Damn it. I didn’t have the energy to deal with this right now. I tried to reach for him, to appease him, but he backpedaled away from me. “I don’t know what the hell you want from me, Mace.”

His face screwed up in anger and he said, “I’m not sure I want anything from you anymore.”

He blew out the back exit into the alley, and it didn’t bode well for our relationship that the thing that irked me the most was that he left Spence and I alone to pack up once again.

Inhale.

Exhale.

Inhale.

Exhale.

“Does that really work for you?” I turned to find Cade leaning against the door. He was wearing a black button-down shirt with his sleeves rolled up to his elbows. You knew you were in bad shape when just the sight of a guy’s forearms distracted you. The week of not seeing him had done nothing to quell my attraction to him.

Bad news.

“Sometimes,” I said. “At the moment, it’s doing a fat lot of nothing.”

One side of his mouth lifted up in a half-smile, and he asked, “Do you want me to leave?”

I wasn’t sure whether he had heard enough of the fight to know that it was about needing space or if he was just better at reading me. I wasn’t calm, not in the slightest, but I trusted him not to push.

“No, that’s okay. I’m okay.”

Inhale.

Exhale.

He pushed off the wall and stepped inside the room, closing the door behind him.

“I’m really glad I came,” he said.

I nodded, and because I was a glutton for punishment, I asked, “Where’s your friend?”

He laughed and ran a hand across his jaw. My hands tingled, and I pushed them behind my back, far away from him. He said, “She’s gone. Thank God. She wanted to leave in the middle. I didn’t. We agreed to go our separate ways.”

I took a seat on a beat-up old couch in the corner, and he sat a few feet away from me. I slid a little closer.

“I wouldn’t have been offended, you know. You could have left.”

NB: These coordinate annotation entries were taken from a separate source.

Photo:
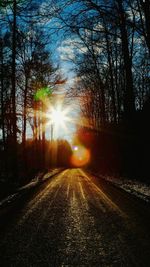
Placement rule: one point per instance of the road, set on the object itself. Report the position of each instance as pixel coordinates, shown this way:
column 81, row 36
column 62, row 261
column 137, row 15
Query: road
column 76, row 219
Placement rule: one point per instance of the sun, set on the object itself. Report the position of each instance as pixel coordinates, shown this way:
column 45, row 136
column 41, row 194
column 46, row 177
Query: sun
column 58, row 116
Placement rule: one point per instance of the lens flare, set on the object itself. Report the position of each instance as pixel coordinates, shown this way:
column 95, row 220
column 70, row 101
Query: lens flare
column 80, row 157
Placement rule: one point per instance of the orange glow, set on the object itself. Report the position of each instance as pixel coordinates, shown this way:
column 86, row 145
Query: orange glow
column 80, row 157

“No, I couldn’t have.” His eyes dipped toward my legs just for a second, but I saw it. “I’m sure you hear this a lot, but you were amazing.”

My skin warmed, and I basked in his attention like it was the sun. I pulled my legs up on the seat, and settled my chin on my knees. “Feel free to tell me again, as often as you like, really.”

He stretched an arm out on the couch cushion behind me, and said, “I could do that.”

I leaned back until my head brushed his arm. My blood still pumped too fast from the fight with Mace, and the damaged, angry part of me really wanted to prove how much Mace’s anger didn’t bother me. I turned toward Cade, and leaned my legs against his.

“So . . . I—”

The door swung open and Spencer came trotting in with two people behind him. A tall, attractive blond guy with a little brunette tucked into his side. I heard Cade’s sharp intake of breath a second before the brunette said, “Cade? When did you get back from Texas?”

23

Cade

Bliss.

I swear, every time things get remotely good, the universe puts me back in my place.

“Hey, Bliss. Garrick.”

The two of them crossed the room toward us, and Max whispered, “Who is that?”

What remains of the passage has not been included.